Compatibele wisselkoersregimes | |
---|---|
Muntunie/Landen zonder eigen munt, Pinnen/Banden/Schillen, Beheerd Zweven | |
Geldvoorzieningsdoelstelling | Beheerd Zweven, Vrij Zwevend |
Inflatiedoelstelling (+ rentebeleid) | Beheerd Zwevend, Vrij Zwevend |
Na de ineenstorting van Bretton Woods is nominale verankering steeds belangrijker geworden voor monetaire beleidsmakers en inflatiebestrijding. Met name in de jaren zeventig en tachtig probeerden regeringen verankering toe te passen om de snelle en hoge inflatie te beteugelen. Tegen de jaren negentig begonnen landen expliciet geloofwaardige nominale ankers vast te stellen. Daarnaast kozen veel landen voor een mix van meer dan één doelstelling, alsmede impliciete doelstellingen. Als gevolg daarvan daalden de wereldwijde inflatiecijfers na de jaren zeventig gemiddeld geleidelijk en wonnen centrale banken aan geloofwaardigheid en toenemende onafhankelijkheid.

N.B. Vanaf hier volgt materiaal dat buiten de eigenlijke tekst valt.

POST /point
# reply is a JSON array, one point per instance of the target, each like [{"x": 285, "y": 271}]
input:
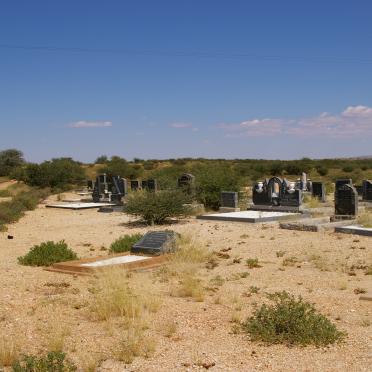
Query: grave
[
  {"x": 346, "y": 199},
  {"x": 135, "y": 185},
  {"x": 156, "y": 243},
  {"x": 319, "y": 191},
  {"x": 250, "y": 216},
  {"x": 126, "y": 261},
  {"x": 109, "y": 189},
  {"x": 354, "y": 229},
  {"x": 229, "y": 202},
  {"x": 149, "y": 185},
  {"x": 276, "y": 194},
  {"x": 78, "y": 206},
  {"x": 367, "y": 190}
]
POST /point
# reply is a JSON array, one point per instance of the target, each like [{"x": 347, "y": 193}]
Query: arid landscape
[{"x": 181, "y": 330}]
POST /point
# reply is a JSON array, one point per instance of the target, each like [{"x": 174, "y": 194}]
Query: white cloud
[
  {"x": 184, "y": 125},
  {"x": 91, "y": 124},
  {"x": 181, "y": 125},
  {"x": 353, "y": 121}
]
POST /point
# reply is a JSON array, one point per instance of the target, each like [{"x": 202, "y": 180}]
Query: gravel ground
[{"x": 204, "y": 337}]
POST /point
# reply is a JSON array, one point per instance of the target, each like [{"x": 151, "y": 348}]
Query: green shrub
[
  {"x": 124, "y": 243},
  {"x": 13, "y": 210},
  {"x": 157, "y": 207},
  {"x": 47, "y": 253},
  {"x": 291, "y": 321},
  {"x": 211, "y": 179},
  {"x": 57, "y": 173},
  {"x": 52, "y": 362}
]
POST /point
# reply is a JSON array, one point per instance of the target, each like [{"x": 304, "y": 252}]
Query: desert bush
[
  {"x": 53, "y": 361},
  {"x": 124, "y": 243},
  {"x": 156, "y": 208},
  {"x": 57, "y": 173},
  {"x": 210, "y": 180},
  {"x": 365, "y": 219},
  {"x": 13, "y": 210},
  {"x": 322, "y": 170},
  {"x": 9, "y": 160},
  {"x": 47, "y": 253},
  {"x": 291, "y": 321}
]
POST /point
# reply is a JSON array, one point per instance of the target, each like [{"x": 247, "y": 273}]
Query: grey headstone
[
  {"x": 156, "y": 243},
  {"x": 367, "y": 190},
  {"x": 346, "y": 198},
  {"x": 319, "y": 191}
]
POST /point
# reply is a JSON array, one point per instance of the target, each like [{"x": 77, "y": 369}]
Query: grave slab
[
  {"x": 126, "y": 261},
  {"x": 250, "y": 216},
  {"x": 354, "y": 229},
  {"x": 78, "y": 206}
]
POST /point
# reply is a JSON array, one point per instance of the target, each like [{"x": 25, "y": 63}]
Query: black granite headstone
[
  {"x": 156, "y": 243},
  {"x": 346, "y": 199},
  {"x": 229, "y": 199},
  {"x": 319, "y": 191},
  {"x": 367, "y": 190},
  {"x": 260, "y": 194},
  {"x": 134, "y": 185},
  {"x": 149, "y": 185}
]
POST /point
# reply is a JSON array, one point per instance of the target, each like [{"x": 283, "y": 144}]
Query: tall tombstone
[
  {"x": 150, "y": 185},
  {"x": 319, "y": 191},
  {"x": 135, "y": 185},
  {"x": 229, "y": 199},
  {"x": 346, "y": 198},
  {"x": 289, "y": 196},
  {"x": 260, "y": 193},
  {"x": 367, "y": 190},
  {"x": 186, "y": 182}
]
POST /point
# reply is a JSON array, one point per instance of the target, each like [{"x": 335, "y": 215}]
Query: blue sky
[{"x": 165, "y": 79}]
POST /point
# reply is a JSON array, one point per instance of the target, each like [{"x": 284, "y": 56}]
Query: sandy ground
[{"x": 204, "y": 329}]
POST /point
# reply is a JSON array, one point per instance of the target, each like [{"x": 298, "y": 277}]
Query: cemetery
[{"x": 184, "y": 274}]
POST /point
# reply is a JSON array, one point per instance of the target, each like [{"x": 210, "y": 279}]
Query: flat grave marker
[{"x": 155, "y": 243}]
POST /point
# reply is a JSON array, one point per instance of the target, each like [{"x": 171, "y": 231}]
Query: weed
[
  {"x": 53, "y": 361},
  {"x": 291, "y": 321},
  {"x": 124, "y": 243},
  {"x": 47, "y": 253},
  {"x": 8, "y": 351},
  {"x": 252, "y": 263},
  {"x": 360, "y": 291},
  {"x": 290, "y": 261},
  {"x": 365, "y": 219},
  {"x": 170, "y": 328}
]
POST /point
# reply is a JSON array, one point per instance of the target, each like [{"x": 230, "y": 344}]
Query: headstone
[
  {"x": 134, "y": 185},
  {"x": 156, "y": 243},
  {"x": 367, "y": 190},
  {"x": 186, "y": 181},
  {"x": 149, "y": 185},
  {"x": 319, "y": 191},
  {"x": 346, "y": 198},
  {"x": 260, "y": 194},
  {"x": 229, "y": 199}
]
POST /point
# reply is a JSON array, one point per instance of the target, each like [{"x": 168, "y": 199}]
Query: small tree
[{"x": 156, "y": 208}]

De wereldwijde financiële crisis van 2008 leidde tot controverse over het gebruik en de flexibiliteit van nominale verankering van de inflatie. Veel economen betoogden dat de inflatiedoelstellingen door veel monetaire regimes te laag waren vastgesteld. Tijdens de crisis bereikten veel inflatieverankerende landen de ondergrens van het nultarief, met als gevolg dat de inflatie afnam tot bijna nul of zelfs deflatie.
Implicaties
De in dit artikel besproken ankers suggereren dat het haalbaar is om de inflatie op het gewenste niveau te houden door een streefrente, groeipercentage van de geldhoeveelheid, prijsniveau of depreciatiepercentage vast te stellen. Deze ankers zijn echter alleen geldig als een centrale bank zich ertoe verbindt ze te handhaven. Dit vereist op zijn beurt dat de centrale bank op de lange termijn afstand doet van haar monetaire beleidsautonomie. Indien een centrale bank een van deze ankers zou gebruiken om een streefcijfer voor de inflatie te handhaven, zou zij moeten afzien van het gebruik van ander beleid. Het gebruik van deze ankers kan gecompliceerder blijken voor bepaalde wisselkoersregimes. Vrij zwevende of beheerst zwevende regimes hebben meer mogelijkheden om hun inflatie te beïnvloeden, omdat zij meer flexibiliteit genieten dan een gekoppelde munt of een land zonder munt. De laatstgenoemde regimes zouden een wisselkoersdoelstelling moeten implementeren om hun inflatie te beïnvloeden, aangezien geen van de andere instrumenten voor hen beschikbaar is.